Через три секунды он появился внизу, у самой палубы, в нижней точке склонённого тора. Саар расправила пространство, подняла ящик и поставила рядом с Каном. За его спиной возник Юхан, громко топая ботинками по металлу. Он опустился на колени и наставил камеру на кота.

Кеплер лежал в странной позе, на животе, растопырив лапы и упираясь ими в прозрачные стенки. Кан быстро отвинтил запоры и снял крышку. Нейроошейник передавал одну и ту же фразу. Её произносил приятный, спокойный голос, отчего трагичность происходящего казалась ещё сильнее.

— Я падаю, — говорил ошейник, преображая нервные импульсы в слова. — Я падаю. Я падаю. Я падаю.

Кеплера отнесли в лабораторию. Юхан забрал приборы на расшифровку; Вайдиц и Ева начали делать свои оценки. Подготовка принесла плоды, и Кеплера, в отличие от его предшественниц — мышей, не мучали приступы тошноты и рвоты. Но переводчик не умолкал ни на секунду. Кан оставался в лаборатории, пока Ева не выставила его за дверь. Тогда он пошёл к братьям.

— Почему вы не рассчитаете траекторию, по которой мы будем двигаться между входом и выходом? — спросил он, воспользовавшись тем, что кроме них и Мики в аппаратной больше никого не было. — Может, есть какой-то другой, более короткий путь? «Грифон» и так зависнет там на четыре часа. А если время внутри течёт медленнее?

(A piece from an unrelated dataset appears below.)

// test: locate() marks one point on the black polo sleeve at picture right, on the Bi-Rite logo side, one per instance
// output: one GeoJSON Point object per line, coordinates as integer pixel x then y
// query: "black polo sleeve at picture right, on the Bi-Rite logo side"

— Мы рассчитали, — сказал Франц. — Саар работает не вслепую. — Он достал свой планшет, нашёл нужный файл и протянул компьютер Кану. В десятке сантиметров от экрана появилось объёмное изображение. Оно было похоже на скомканный лист бумаги, образующий неровный шар со складками и провалами.

— И в трёх измерениях это выглядит как тор? — удивился Кан.

— Во-первых, ты видишь целое, а тор — лишь элемент, одна из множества кривых. Во-вторых, измерений два. Используется поверхность, а поверхность двухмерна. Она — часть четырёхмерного слоя, который находится в шести вещественных измерениях. В зависимости от точки входа геодезическая меняется, но любой попавший туда объект движется по ней, если не предполагается иного. Саар нашла правильную точку без нас… Нет, забудь. Она ничего не искала. Это просто траектория, на прохождение по которой тратится наименьшее количество энергии. Она находится естественно, как самый незатратный путь между входом и выходом. Ещё проще: это первый путь, который проложит экспериментатор, если работает спонтанно.

— А по какой траектории мы движемся сейчас? — задал Кан вопрос, который давно его интересовал.

— По такой же — самой короткой. В нашем случае это винтовая линия, — ответил Франц. — Мы движемся по траектории с равномерной кривизной порядка двенадцати сантиметров на километр. Как на Земле. То есть, собственно, если ты вытянешь Землю в виде трубы, мы будем двигаться витками по её внешней поверхности. — Он сделал пальцем несколько вращений. — Если мы правы — а до сих пор мы не ошибались, — впереди нас ожидают большие неприятности. Такой переход жизненно необходим. И желательно, чтобы после него мы оправились как можно скорее, а не валялись несколько дней в изменённом состоянии сознания.